The UCS Manager provides embedded, unified management of a data center’s software and hardware components. It can control any number of chassis and can help manage the resources for thousands of virtual machines, making this a data center management workhorse.
But how does it compare to the less expensive white-box servers that populate many data centers? This is an important question and one we hear often. While those white-box servers may look appealing on paper, Cisco UCS delivers numerous advantages, including a lower total cost of ownership (TCO).
Before you purchase a white-box solution for your environment, here are seven points you should consider.
- Fewer failures (and the costs associated with failures). According to a study in 2013 from the Ponemon Institute, sponsored by Emerson Network Power, the average cost per minute for unplanned downtime is now $7,900. This is a 41 percent increase from 2010 and is likely to continue rising as more and valuable data is stored. Cisco UCS is built with the highest quality components, which may be more expensive, but considering what’s at stake, failure isn’t an option. In fact, Cisco has an entire department dedicated to component engineering to help ensure that the solutions use only the highest-quality components.
- A focus on power efficiency. Cisco UCS is ENERGY STAR certified. In fact, Cisco UCS has the best power-to-performance ratio in the market, and is 25 percent more power efficient than systems from equivalent white-box original design manufacturers (ODMs). What you might save in CapEx with white-box equipment is more often than not overshadowed by an increase in OpEx in due time.
- A focus on performance. This is why Cisco UCS servers are consistently the highest-performing in their class, across a broad spectrum of workloads. Cisco UCS has set more than 40 world-record benchmarks on Cisco UCS C-Series Rack Servers and more than 100 total including Cisco UCS B-Series Blade Servers. The white-box vendors rarely perform and publish industry-standard benchmarks because their solutions do not have the performance or efficiency to achieve an acceptable score.
- The importance of strong security. Cisco’s servers are built using the Cisco Secure Development Lifecycle (SDL). With SDL, Cisco UCS servers must meet two types of product security requirements: internal requirements and market-based requirements. Quite simply they go far beyond white-box server providers in delivering security designed around today’s threats.
- Robust management features that deliver. White-box vendors do not invest in management or performance tools. Their primary market (the hyperscale customers) are left to create and deploy their own management tools. Cisco delivers the level of management you need, whether you’re managing stand-alone rack servers in the tens or thousands. Fundamental capabilities include integrated rack and server management, global management of distributed data centers, and automation and orchestration of cloud computing environments.
- The innovation of Virtual Interface Cards. Cisco virtual interface cards (VICs) are converged network cards (CNAs) that extend the network fabric directly to both servers and virtual machines so that a single connectivity mechanism can be used to connect both physical and virtual servers with the same level of visibility and control. Cisco VICs provide complete programmability of the Cisco UCS I/O infrastructure, with the number and type of I/O interfaces configurable on demand with a zero-touch model.
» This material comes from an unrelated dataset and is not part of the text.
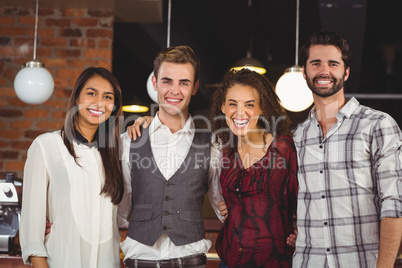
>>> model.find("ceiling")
[0,0,402,124]
[113,0,402,123]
- Reduced risk. Cisco spends millions of dollars and thousands of hours in the lab creating Cisco Validated Designs. These documents provide the foundation for efficient solution deployments.
White-box servers can be appropriate if you can create and support the complete environment internally. However, if you’re running enterprise applications and you value performance, availability, flexibility, serviceability, scalability, and manageability, then consider Cisco UCS.